IGF1R as a protective target in antidiabetic drug-mediated prevention of erectile dysfunction: Insights from genetics.

BACKGROUND

In recent years, antidiabetic drugs have been increasingly repurposed for conditions beyond diabetes. However, their effects on erectile dysfunction (ED) remain inadequately understood. This study utilizes Mendelian randomization (MR) analysis to investigate the potential impact of antidiabetic drug targets on the risk of ED.

METHOD

We retrieved target gene information for eight classes of antidiabetic drugs from the DrugBank and GeneCards databases and subsequently identified instrumental variables for the corresponding genes using data from the eQTLGen consortium.

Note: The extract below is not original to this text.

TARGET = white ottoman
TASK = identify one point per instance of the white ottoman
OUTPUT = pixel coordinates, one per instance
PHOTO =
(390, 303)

Following data integration, we conducted MR, meta-analysis, and summary-data-based mendelian randomization (SMR) to systematically investigate the potential causal relationship between antidiabetic drug target genes and ED. Furthermore, we performed sensitivity analyses to assess the robustness and reliability of the observed associations.

RESULT

This study investigated the potential association between 24 antidiabetic drug target genes and ED, identifying 11 positive target genes and included in subsequent analyses. Using MR, meta-analysis, and summary-data-based MR, we observed a significant negative correlation between IGF1R and ED (OR 0.907, 95 % CI 0.859-0.959, P < 0.001). These findings suggest that IGF1R may exert a protective effect against ED, offering novel theoretical support for the potential repurposing of antidiabetic drugs in ED treatment.

CONCLUSION

Our findings indicate that elevated expression of IGF1R may be associated with a reduced risk of erectile dysfunction (ED). This observation implies that the rational application of insulin and its analogs could confer potential preventive benefits against ED, offering novel theoretical insights for the development of targeted therapeutic strategies.